Rycerze
Tytuł sztuki nie ma w rzeczywistości wykrzyknika. Wykrzyknik pochodzi ode mnie i służy zwróceniu uwagi na tą najświeższą premierę Sceny "Format". Tyle bowiem nowości pojawiło się w ostatnich dniach w teatrach krakowskich, że "Rycerze", wystawieni na niepozornej, piwnicznej scenie mogliby zawieruszyć się w tej bogatej rozmaitości teatralnej. A jest to spektakl ze wszech miar godny obejrzenia. Zgrabny, efektowny i pouczający.
Ta komedia Arystofanesa, to w istocie skrócone (i złośliwe...) studium mechanizmów walki o władzę i jej sprawowanie. Trudno przy tym odmówić autorowi przenikliwości i trafności w ocenie zjawiska. Jego spostrzeżenia i wnioski są uniwersalne.
Reżyser Jerzy Kopczewski, znany krakowianom także jako Bułeczka z Piwnicy pod Baranami, nie zapomniał o tym, że starożytne komedie prezentowano pijanej młodym winem publiczności podczas Wielkich Dionizjów wśród swawoli, sprośnych żartów i hałaśliwego rechotu. I że niefrasobliwe dowcipasy kryły złośliwe ataki na polityków i intelektualistów, oraz celną krytykę sytuacji politycznej lub społecznej. Kopczewski ożenił przy tym trochę starożytnej komedii z formą współczesnego kabaretu, jako że ta właśnie forma szczególnie nadaje się na trybunę dla wywodów retorycznych. Dla kontrowersyjnych, czy choćby tylko zaczepnych poglądów. Ozdobił stary tekst mnóstwem prześmiesznych gagów. Wśród nich są i takie, których ten najwybitniejszy starożytny komediopisarz nawet nie mógłby przewidzieć, ale które z pewnością rozbawiłyby go tak, jak bawił dzisiejszych widzów w Krakowie. Na przykład: "Nie każda Frania służy do prania" oznajmia jeden z obywateli.

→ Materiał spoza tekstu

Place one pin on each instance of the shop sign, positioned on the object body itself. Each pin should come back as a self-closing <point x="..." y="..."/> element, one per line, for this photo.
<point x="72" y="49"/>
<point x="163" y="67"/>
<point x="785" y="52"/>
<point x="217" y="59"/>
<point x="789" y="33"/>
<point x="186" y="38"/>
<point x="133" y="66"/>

Na pochwałę zasługują wszyscy aktorzy. Są spontaniczni, a przy tym sprawni zarówno w grze aktorskiej jak i śpiewie niełatwych i pięknych pieśni Zbigniewa Raja: Paweł Sanakiewicz - Sprytnooki, zawzięty i chciwy tyran, Krzysztof Jędrysek - jego następca "cham z chamów", kiełbaśnik, Marian Dziędziel - bezwzględny i afiszujący się tępą siłą Rycerz i Ryszard Jasiński - bezbronny w swoim ograniczeniu, skołowany lud.